Economía emocional

Cuántas veces nos preguntamos si tenemos todo aquello que queremos, o lo que es peor, si tenemos aquello que nos merecemos. Pero, ¿Qué nos merecemos?

Leyendo el artículo Me gusta trabajar, pero no tanto de Pedro Campos, autor del libro La vida minimal, reflexionaba en la cantidad de objetivos que nos marcamos y que no hacen más que frustrarnos y ocultar una amalgama de emociones que no nos permitimos sentir. Nos vamos creando necesidades que tapan verdaderas esencias.

Tomaba conciencia de la cantidad de personas que se sienten incapaces de conseguir aquello que querían y que, trabajando con ellos/as, llegaban a un análisis más profundo que les hacía replantearse muchas partes de su vida y con ello, la verdadera acción.

A menudo, nos obligamos a ser mejores siempre, pero no nos obligamos a aceptar la vida.

Aceptar la vida. Primer principio de felicidad.

Aceptar la vida que tenemos, los momentos que hemos vivido (buenos y malos) y lo que queremos, no es tarea fácil, pero es un principio básico que rige el cambio real que vivimos como personas en desarrollo.

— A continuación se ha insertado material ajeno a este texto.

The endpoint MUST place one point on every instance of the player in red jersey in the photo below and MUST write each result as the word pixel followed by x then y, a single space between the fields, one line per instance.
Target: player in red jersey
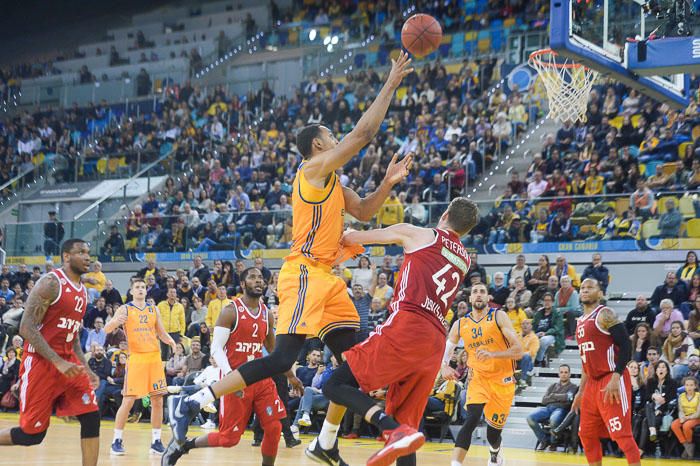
pixel 606 390
pixel 241 331
pixel 405 353
pixel 54 373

A veces, confundimos el principio de aceptación, con el conformismo. Todo lo contrario. Aceptar la vida como la vivimos hoy es el primer paso a querer cambiar aquello que no nos gusta.

A menudo, nos encontramos inmersos en ser y tener más y mejor, pero dejamos de lado el ser. Ser es tomar conciencia de lo que somos hoy y ser conscientes de aquello que nos ha ayudado a serlo. Cuando entramos en esta reflexión profunda de nosotros/as mismos/as, empezamos a construir, de verdad, lo que queremos.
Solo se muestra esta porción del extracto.